Been awhile since my last post. I have been doing ok actually. Started new Chemo drugs last week and there have been no problems. Actually I think these drugs are not screwing with my taste buds as things have been tasting alot better to me. Especially soda. I'm not getting any after taste when I drink a soda now. I have not tried a pizza yet, really ain't been in the mood for one. Probably will next week.

I go in for Chemo today, just waiting for that time to come. I was right in my last post, these Chemo drugs do not take as long as the others I was on to administer, and NO PUMP!!!!! WooHooo!!!

Like I said I'm doing ok. No pain anywhere, I feel normal. I have been doing alot of sleeping the past 2 days. I think I have slept 2 days straight.
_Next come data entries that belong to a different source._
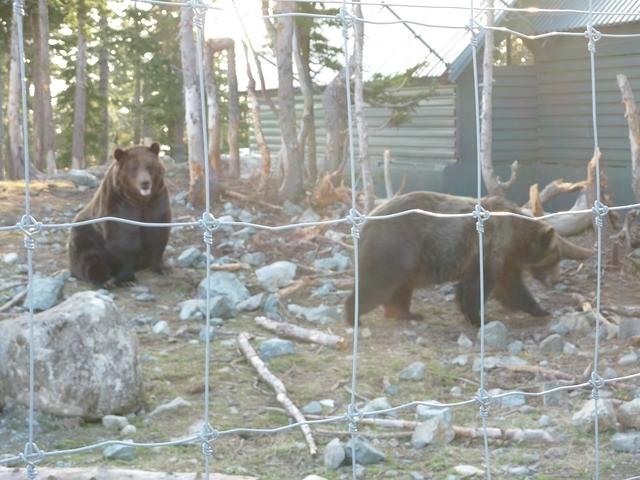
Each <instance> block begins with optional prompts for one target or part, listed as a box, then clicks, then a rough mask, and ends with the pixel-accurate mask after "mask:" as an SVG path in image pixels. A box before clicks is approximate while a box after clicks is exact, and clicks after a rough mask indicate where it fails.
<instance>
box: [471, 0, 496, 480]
mask: <svg viewBox="0 0 640 480" xmlns="http://www.w3.org/2000/svg"><path fill="white" fill-rule="evenodd" d="M469 10H470V18H469V32H470V34H471V40H470V44H471V54H472V55H471V58H472V62H473V94H474V108H475V112H474V117H475V127H476V181H477V184H476V189H477V192H476V197H477V204H476V208H475V211H474V212H473V213H474V216H475V217H476V230H477V232H478V257H479V260H478V261H479V277H480V278H479V285H480V292H479V295H480V387H479V389H478V393H477V395H476V401H477V402H478V404H479V413H480V420H481V422H482V440H483V446H484V463H485V477H486V478H487V480H491V454H490V452H489V437H488V435H487V418H488V416H489V406H490V402H491V397H490V396H489V394H488V393H487V390H486V388H485V371H484V348H485V346H484V321H485V318H484V222H485V221H486V220H488V219H489V212H487V211H486V210H485V209H484V208H483V207H482V204H481V199H482V169H481V157H482V151H481V137H480V135H481V132H480V100H479V98H478V97H479V92H478V91H479V82H478V31H477V28H478V27H479V24H478V23H477V22H476V19H475V10H474V5H473V0H470V2H469ZM482 81H483V82H486V81H487V79H486V78H483V80H482Z"/></svg>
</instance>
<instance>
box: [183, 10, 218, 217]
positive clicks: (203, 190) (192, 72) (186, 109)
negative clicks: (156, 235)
mask: <svg viewBox="0 0 640 480" xmlns="http://www.w3.org/2000/svg"><path fill="white" fill-rule="evenodd" d="M192 22H193V10H191V8H190V7H182V9H181V12H180V53H181V59H182V78H183V89H184V110H185V120H186V125H187V144H188V149H189V171H190V181H189V202H190V203H191V205H193V206H194V207H197V208H202V207H203V206H204V205H205V185H206V181H207V180H206V178H205V171H204V162H205V159H204V154H203V145H204V139H203V138H202V115H201V112H200V87H199V83H198V77H197V75H196V57H195V55H196V45H195V41H194V39H193V23H192ZM209 180H210V181H212V180H213V179H212V178H210V179H209Z"/></svg>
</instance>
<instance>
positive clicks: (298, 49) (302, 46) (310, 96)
mask: <svg viewBox="0 0 640 480" xmlns="http://www.w3.org/2000/svg"><path fill="white" fill-rule="evenodd" d="M293 38H294V42H293V56H294V58H295V62H296V70H297V71H298V81H299V82H300V91H301V92H302V98H303V101H304V106H303V110H302V126H301V128H300V132H299V133H298V145H299V148H300V155H301V157H302V158H305V145H306V160H307V161H306V164H307V181H308V183H309V184H311V185H313V184H315V182H316V178H317V176H318V164H317V160H316V125H315V115H314V111H313V81H312V80H311V71H310V69H309V59H308V55H305V54H304V45H305V44H306V38H303V35H302V27H300V25H299V24H297V23H296V24H295V27H294V31H293Z"/></svg>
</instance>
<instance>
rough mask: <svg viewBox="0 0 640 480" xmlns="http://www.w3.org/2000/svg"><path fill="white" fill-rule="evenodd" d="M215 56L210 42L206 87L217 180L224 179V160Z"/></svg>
mask: <svg viewBox="0 0 640 480" xmlns="http://www.w3.org/2000/svg"><path fill="white" fill-rule="evenodd" d="M215 54H216V49H215V45H214V44H213V43H212V41H211V40H208V41H207V44H206V45H205V55H204V75H205V79H204V86H205V89H206V91H207V115H208V120H209V122H208V123H209V152H208V154H209V165H211V167H212V168H213V171H214V172H215V175H216V178H222V160H221V158H220V137H221V133H220V132H221V131H222V116H221V114H220V98H219V96H218V89H217V87H216V77H215V70H214V67H213V65H214V61H213V59H214V56H215Z"/></svg>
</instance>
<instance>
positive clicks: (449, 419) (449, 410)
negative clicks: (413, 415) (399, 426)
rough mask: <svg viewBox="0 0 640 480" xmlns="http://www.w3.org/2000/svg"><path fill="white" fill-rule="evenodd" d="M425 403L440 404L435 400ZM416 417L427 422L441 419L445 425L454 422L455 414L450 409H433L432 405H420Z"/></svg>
mask: <svg viewBox="0 0 640 480" xmlns="http://www.w3.org/2000/svg"><path fill="white" fill-rule="evenodd" d="M425 403H436V404H437V403H440V402H437V401H435V400H427V402H425ZM416 415H417V417H418V420H421V421H425V420H431V419H432V418H436V417H440V418H442V420H444V422H445V423H449V424H450V423H451V422H452V421H453V414H452V412H451V409H450V408H449V407H432V406H431V405H418V406H417V407H416Z"/></svg>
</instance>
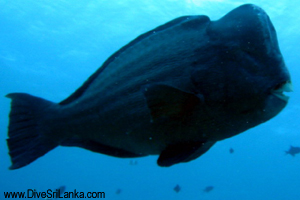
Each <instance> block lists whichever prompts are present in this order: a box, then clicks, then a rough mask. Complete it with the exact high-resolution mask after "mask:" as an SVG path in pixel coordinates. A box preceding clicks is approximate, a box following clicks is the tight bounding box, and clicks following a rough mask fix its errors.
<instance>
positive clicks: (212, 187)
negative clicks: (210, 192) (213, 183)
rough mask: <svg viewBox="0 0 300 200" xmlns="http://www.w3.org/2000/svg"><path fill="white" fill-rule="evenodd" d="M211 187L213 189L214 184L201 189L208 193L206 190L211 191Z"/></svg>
mask: <svg viewBox="0 0 300 200" xmlns="http://www.w3.org/2000/svg"><path fill="white" fill-rule="evenodd" d="M213 189H214V186H207V187H205V188H204V189H203V192H206V193H208V192H211V191H212V190H213Z"/></svg>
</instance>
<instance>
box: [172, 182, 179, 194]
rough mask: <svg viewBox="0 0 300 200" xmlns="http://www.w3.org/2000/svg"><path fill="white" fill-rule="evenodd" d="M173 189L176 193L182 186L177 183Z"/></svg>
mask: <svg viewBox="0 0 300 200" xmlns="http://www.w3.org/2000/svg"><path fill="white" fill-rule="evenodd" d="M173 190H174V191H175V192H176V193H178V192H180V190H181V187H180V186H179V185H178V184H177V185H176V186H175V187H174V188H173Z"/></svg>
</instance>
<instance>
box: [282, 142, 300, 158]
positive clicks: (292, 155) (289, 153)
mask: <svg viewBox="0 0 300 200" xmlns="http://www.w3.org/2000/svg"><path fill="white" fill-rule="evenodd" d="M285 153H286V154H290V155H291V156H293V157H295V155H296V154H298V153H300V147H294V146H292V145H291V146H290V149H289V150H288V151H285Z"/></svg>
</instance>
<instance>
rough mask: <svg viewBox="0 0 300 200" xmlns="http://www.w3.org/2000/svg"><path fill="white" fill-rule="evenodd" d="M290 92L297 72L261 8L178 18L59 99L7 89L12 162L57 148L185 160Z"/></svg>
mask: <svg viewBox="0 0 300 200" xmlns="http://www.w3.org/2000/svg"><path fill="white" fill-rule="evenodd" d="M284 91H291V79H290V75H289V72H288V70H287V68H286V66H285V63H284V61H283V58H282V55H281V53H280V50H279V47H278V43H277V37H276V32H275V29H274V27H273V25H272V23H271V21H270V19H269V17H268V15H267V14H266V13H265V12H264V11H263V10H262V9H261V8H259V7H257V6H255V5H243V6H240V7H238V8H236V9H234V10H233V11H231V12H230V13H228V14H227V15H225V16H224V17H222V18H221V19H219V20H217V21H210V19H209V18H208V17H207V16H204V15H199V16H198V15H197V16H185V17H180V18H177V19H174V20H172V21H170V22H168V23H166V24H164V25H162V26H159V27H157V28H156V29H154V30H151V31H149V32H147V33H145V34H143V35H141V36H139V37H137V38H136V39H135V40H133V41H132V42H130V43H129V44H127V45H126V46H124V47H122V48H121V49H120V50H119V51H117V52H116V53H114V54H113V55H112V56H111V57H109V58H108V59H107V60H106V61H105V62H104V64H103V65H102V66H101V68H100V69H98V70H97V71H96V72H95V73H94V74H93V75H92V76H91V77H90V78H89V79H88V80H87V81H86V82H85V83H84V84H83V85H82V86H81V87H80V88H79V89H78V90H77V91H76V92H75V93H73V94H72V95H71V96H70V97H69V98H67V99H65V100H63V101H62V102H60V103H53V102H50V101H46V100H44V99H41V98H38V97H34V96H31V95H28V94H22V93H12V94H8V95H7V97H9V98H11V99H12V102H11V112H10V123H9V130H8V136H9V138H8V139H7V144H8V147H9V154H10V156H11V161H12V166H11V167H10V169H17V168H20V167H23V166H25V165H28V164H29V163H31V162H33V161H34V160H36V159H37V158H39V157H41V156H43V155H44V154H46V153H47V152H48V151H50V150H51V149H53V148H55V147H57V146H58V145H61V146H77V147H82V148H85V149H88V150H91V151H94V152H98V153H102V154H107V155H110V156H115V157H122V158H129V157H140V156H147V155H160V156H159V158H158V165H160V166H171V165H173V164H176V163H180V162H188V161H191V160H194V159H196V158H197V157H199V156H201V155H202V154H203V153H205V152H206V151H207V150H209V148H211V147H212V145H213V144H215V143H216V142H217V141H219V140H223V139H225V138H229V137H232V136H234V135H237V134H239V133H241V132H243V131H246V130H247V129H249V128H252V127H254V126H257V125H259V124H261V123H263V122H265V121H267V120H269V119H271V118H272V117H274V116H275V115H277V114H278V113H279V112H280V111H281V110H282V109H283V108H284V107H285V106H286V104H287V101H288V97H286V96H285V95H284V94H283V92H284Z"/></svg>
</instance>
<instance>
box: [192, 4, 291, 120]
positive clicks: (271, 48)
mask: <svg viewBox="0 0 300 200" xmlns="http://www.w3.org/2000/svg"><path fill="white" fill-rule="evenodd" d="M206 33H207V38H208V39H207V43H206V45H203V46H202V47H201V48H199V51H198V52H196V54H197V56H198V57H197V58H198V60H197V62H195V63H196V64H195V67H194V71H193V74H192V81H193V83H194V84H195V86H196V90H197V92H198V93H199V94H201V95H202V96H203V98H204V100H205V102H206V103H207V104H208V105H211V106H219V107H222V109H227V111H228V112H231V113H235V114H237V115H240V116H241V115H247V116H246V117H245V118H247V119H249V118H253V120H254V121H255V120H256V122H255V123H256V124H258V123H262V122H264V121H266V120H269V119H270V118H272V117H274V116H275V115H277V114H278V113H279V112H280V111H281V110H282V109H283V108H284V107H285V106H286V104H287V102H288V97H287V96H285V95H284V94H283V93H284V92H290V91H292V84H291V77H290V74H289V72H288V69H287V67H286V65H285V63H284V60H283V57H282V55H281V52H280V50H279V46H278V42H277V36H276V31H275V28H274V26H273V24H272V22H271V21H270V19H269V17H268V15H267V14H266V13H265V12H264V11H263V10H262V9H261V8H259V7H257V6H255V5H251V4H246V5H243V6H240V7H238V8H236V9H234V10H233V11H231V12H229V13H228V14H227V15H225V16H224V17H222V18H221V19H219V20H217V21H211V22H210V24H209V25H208V28H207V30H206ZM200 52H202V53H200ZM203 52H205V53H203Z"/></svg>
Only up to eat something then back to bed. The Doc said these new drugs would hit 2x in the blood count dept. My counts go down, I get tired. There is nothing that can be done. That's ok with me. When I work I drink coffee and Mountain Dew, that's how I stay awake, lol. Also chatting with the guys in the office when they are on.

Well, I have the basement how I want it now. Just need to get one more shelf. I have my baseball cards in their place, my records in their place, comic books and non-sports cards in their place as well. I just need to break out my video game systems and hook those up and it will be complete. Picked up a couple nintendo carts at Goodwill a few days ago, I'm gonna have to get off of my lazy ass and start going to yard sales again. Not for baseball cards and comic books, but yard sales are a great place to find records and video games. I still collect all of that stuff, I just do not look for the stuff on ebay, I still look on ebay for video games though. The 127 sale is coming up next month. I hoping to score some good video games finds during that.
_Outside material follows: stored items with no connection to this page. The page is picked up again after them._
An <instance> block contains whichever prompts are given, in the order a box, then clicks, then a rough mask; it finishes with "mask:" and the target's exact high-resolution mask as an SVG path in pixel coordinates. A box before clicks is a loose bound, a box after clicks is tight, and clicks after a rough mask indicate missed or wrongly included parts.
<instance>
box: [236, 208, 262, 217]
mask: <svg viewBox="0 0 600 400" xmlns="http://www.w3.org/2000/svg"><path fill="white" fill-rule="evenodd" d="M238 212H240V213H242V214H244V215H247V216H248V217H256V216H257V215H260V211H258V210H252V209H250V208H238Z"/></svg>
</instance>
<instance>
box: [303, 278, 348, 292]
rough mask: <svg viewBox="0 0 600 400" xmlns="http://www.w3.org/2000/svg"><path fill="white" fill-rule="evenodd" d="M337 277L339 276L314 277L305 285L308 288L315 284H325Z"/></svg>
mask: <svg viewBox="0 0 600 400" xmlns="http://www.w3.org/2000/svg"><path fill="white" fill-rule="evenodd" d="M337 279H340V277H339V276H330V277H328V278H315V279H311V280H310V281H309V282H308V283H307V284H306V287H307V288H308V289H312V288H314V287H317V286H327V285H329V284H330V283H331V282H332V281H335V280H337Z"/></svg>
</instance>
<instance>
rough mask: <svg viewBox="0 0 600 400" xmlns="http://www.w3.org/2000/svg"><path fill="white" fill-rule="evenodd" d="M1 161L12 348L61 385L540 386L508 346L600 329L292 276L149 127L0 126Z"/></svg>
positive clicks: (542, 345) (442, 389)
The other half of the basement I gave the lady is in total chaos. I have finally figured her out. She's a stacker. She has all these little piles of crap all over the house. The basement is no different. She bitched at me for a whole month how she wanted another shelf down there. Well 3 weeks ago I went out and got her one and told her I would put it together whenever she wanted. The shelf is sitting exactly where I put it when I got it home. I have not touched it, and the lady has not bitched about a shelf either. Man, that burns me. Now I know the lady ain't never gonna be fucking happy unless she is bitching about something. I think most wives are like that actually. I have been spending alot of time down here in the basement. It's peaceful down here. I tell the lady I don't want to be bothered, and that's it. They leave me the fuck alone. It's not that I'm in a bad mood, or pissed off at them or anything, I'm just getting tired of dealing with the kids. I like having them here, and they are going to stay here, it's just sometimes I need my time. I don't know how the lady does it. She has not had anytime to herself since they have been here. That 9 yr old is constantly on her ass. He's a little mamas boy. I have tried to be tough on him but the lady don't like it. She has turned him into a little wuss. He's gonna have problems when he gets older being a little femie wuss like he is. Oh well, I tried. If he gets his ass kicked and wants me to teach him how to fight, I will. I tried to teach him awhile ago and the lady didn't want me too. I'm just glad he's living with us and not his mother. His mother lives in the scum part of town and with him being there it would be only a matter of time till he starts hanging out with the wrong crowd. His mom's a fucking skank and she belongs there, he don't.

Well, nothing much else going on. It's been pretty quiet actually. Feeling normal and doing alot of sleeping...LOL.

NEVER GIVE UP!!!!! NEVER SURRENDER!!!!!!